Dallas Buyers Club is only tangentially about AIDS; it’s really more for anyone who’s ever laughed bitterly at drug commercials that rattle off long lists of appalling side effects. At times, Americans seem to want to treat their bodies like a garden that they neglect to water and nourish; then, when the garden starts to fail, they dump kerosene all over it and hope that’ll fix it. In this movie, the medical establishment is hawking kerosene, because there’s money in kerosene. Woodroof isn’t a scientist, but he has some common sense and his will to live drives him into the library. Such patients are troublesome to doctors, who may want to be helpful (like the doctor played here by Jennifer Garner who has doubts about AZT) but whose hands are tied. The film says that this is what happens when health care becomes corporatized. Its reach becomes wider but clumsier and often mangles the Hippocratic Code. When all you’re allowed to use is a hammer, every disease becomes a nail.

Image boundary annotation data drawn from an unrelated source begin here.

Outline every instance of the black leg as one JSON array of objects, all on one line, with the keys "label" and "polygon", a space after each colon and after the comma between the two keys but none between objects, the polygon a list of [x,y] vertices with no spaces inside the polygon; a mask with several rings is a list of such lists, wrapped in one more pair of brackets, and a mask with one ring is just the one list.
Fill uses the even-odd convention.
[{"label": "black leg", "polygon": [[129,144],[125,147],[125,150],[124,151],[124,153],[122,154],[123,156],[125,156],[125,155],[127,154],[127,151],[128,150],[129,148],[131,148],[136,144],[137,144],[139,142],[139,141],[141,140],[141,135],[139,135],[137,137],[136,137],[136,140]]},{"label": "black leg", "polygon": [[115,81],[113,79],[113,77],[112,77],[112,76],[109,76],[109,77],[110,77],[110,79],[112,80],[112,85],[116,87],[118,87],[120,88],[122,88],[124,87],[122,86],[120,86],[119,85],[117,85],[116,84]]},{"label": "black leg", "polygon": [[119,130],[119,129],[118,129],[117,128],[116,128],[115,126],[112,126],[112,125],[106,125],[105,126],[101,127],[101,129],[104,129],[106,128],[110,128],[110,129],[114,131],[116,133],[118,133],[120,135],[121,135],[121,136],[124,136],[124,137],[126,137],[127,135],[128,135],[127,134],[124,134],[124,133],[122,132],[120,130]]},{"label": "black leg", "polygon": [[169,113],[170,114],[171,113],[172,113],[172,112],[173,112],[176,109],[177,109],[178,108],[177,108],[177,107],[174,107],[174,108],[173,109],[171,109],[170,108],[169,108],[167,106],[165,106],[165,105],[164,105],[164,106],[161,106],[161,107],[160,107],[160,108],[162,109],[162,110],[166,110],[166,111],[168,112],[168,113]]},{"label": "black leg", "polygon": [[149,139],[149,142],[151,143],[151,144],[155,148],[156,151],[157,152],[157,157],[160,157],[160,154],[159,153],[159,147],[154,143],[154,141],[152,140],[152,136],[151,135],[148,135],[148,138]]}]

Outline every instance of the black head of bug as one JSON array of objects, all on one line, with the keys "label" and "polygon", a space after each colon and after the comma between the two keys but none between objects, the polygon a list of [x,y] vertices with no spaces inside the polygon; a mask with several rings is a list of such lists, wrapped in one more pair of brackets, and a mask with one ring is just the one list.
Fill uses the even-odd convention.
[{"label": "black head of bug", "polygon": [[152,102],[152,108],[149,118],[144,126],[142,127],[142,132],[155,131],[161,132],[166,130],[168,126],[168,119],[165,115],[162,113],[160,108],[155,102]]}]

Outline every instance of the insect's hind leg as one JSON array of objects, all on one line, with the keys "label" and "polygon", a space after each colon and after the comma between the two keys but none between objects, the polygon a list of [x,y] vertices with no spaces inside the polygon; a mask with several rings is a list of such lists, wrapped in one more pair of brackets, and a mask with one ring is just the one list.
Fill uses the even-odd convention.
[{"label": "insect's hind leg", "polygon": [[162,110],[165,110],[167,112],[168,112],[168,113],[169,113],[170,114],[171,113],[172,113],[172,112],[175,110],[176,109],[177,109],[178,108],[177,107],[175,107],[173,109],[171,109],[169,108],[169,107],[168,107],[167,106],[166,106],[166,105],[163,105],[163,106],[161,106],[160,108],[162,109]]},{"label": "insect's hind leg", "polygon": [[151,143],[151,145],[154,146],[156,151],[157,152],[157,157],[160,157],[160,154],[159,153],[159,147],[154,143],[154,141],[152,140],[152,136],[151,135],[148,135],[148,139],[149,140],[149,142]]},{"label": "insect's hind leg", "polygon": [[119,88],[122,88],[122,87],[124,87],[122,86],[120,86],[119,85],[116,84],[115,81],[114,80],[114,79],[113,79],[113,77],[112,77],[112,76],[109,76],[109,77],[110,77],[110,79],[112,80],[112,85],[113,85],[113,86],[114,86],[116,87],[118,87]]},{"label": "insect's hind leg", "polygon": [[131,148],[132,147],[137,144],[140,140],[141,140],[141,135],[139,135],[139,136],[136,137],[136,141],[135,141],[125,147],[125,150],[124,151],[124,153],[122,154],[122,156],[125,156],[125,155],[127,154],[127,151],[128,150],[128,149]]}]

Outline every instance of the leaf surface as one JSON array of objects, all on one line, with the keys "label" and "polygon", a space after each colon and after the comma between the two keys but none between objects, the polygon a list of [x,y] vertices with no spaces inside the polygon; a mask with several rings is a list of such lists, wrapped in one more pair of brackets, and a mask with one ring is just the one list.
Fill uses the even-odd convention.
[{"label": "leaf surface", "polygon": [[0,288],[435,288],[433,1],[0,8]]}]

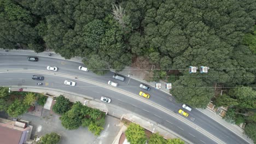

Fair warning to epileptics and others sensitive to high-pitched noise: at several points in the movie, when Woodroof’s health falters, an intense whine dominates the soundtrack. Otherwise, the direction by Jean-Marc Vallée (The Young Victoria) is unobtrusive and delicate, treating the sometimes clichéd narrative beats with a matter-of-factness that helps put them over. A scene of hostility between one of Woodroof’s homophobic former buddies and Woodroof’s transgender business partner Rayon (Jared Leto) is good for a cleansing laugh, and perhaps not coincidentally this is the first time I’ve been able to tolerate Jared Leto in a movie. Woodroof puts up with Rayon and her Marc Bolan obsession, and words like “faggot” slowly drop out of his conversation, if for no other reason than that gays are now his customer base. To its credit, the movie doesn’t really give Woodroof a big moment of reform; he’s in the buyers club primarily to live and to make a living. He doesn’t want to be a firebrand taking on the Man, but he has to be.
Those who enjoyed Matthew McConaughey in his earlier roles, before he walked in the wilderness of inane romantic comedies for about a decade, have been heartened by his resurgence in meatier roles in Magic Mike, Mud, Bernie, Killer Joe, and probably the upcoming Wolf of Wall Street. It’s been a textbook comeback — the former sexiest-man-alive prince returns, possibly with the makings of a king — and his performance here is likely the jewel in the crown. McConaughey understands men like Woodroof and spends zero time detaching himself from Woodroof’s less savory inclinations or beliefs. Woodroof can be gallant and even whitebread when it suits him, but he never stops being the guy with dirt under his fingernails who bets on the rodeo and likes a lap dance. It’s great character-actor work with the scale of a major star turn, the sort of transformation we saw with regularity in the ’70s but have, by and large, learned to live without. McConaughey’s recent arc to greatness parallels that of the man he’s playing: If someone formerly so disreputable, so unworthy of serious consideration, can do work on this level, what else is possible?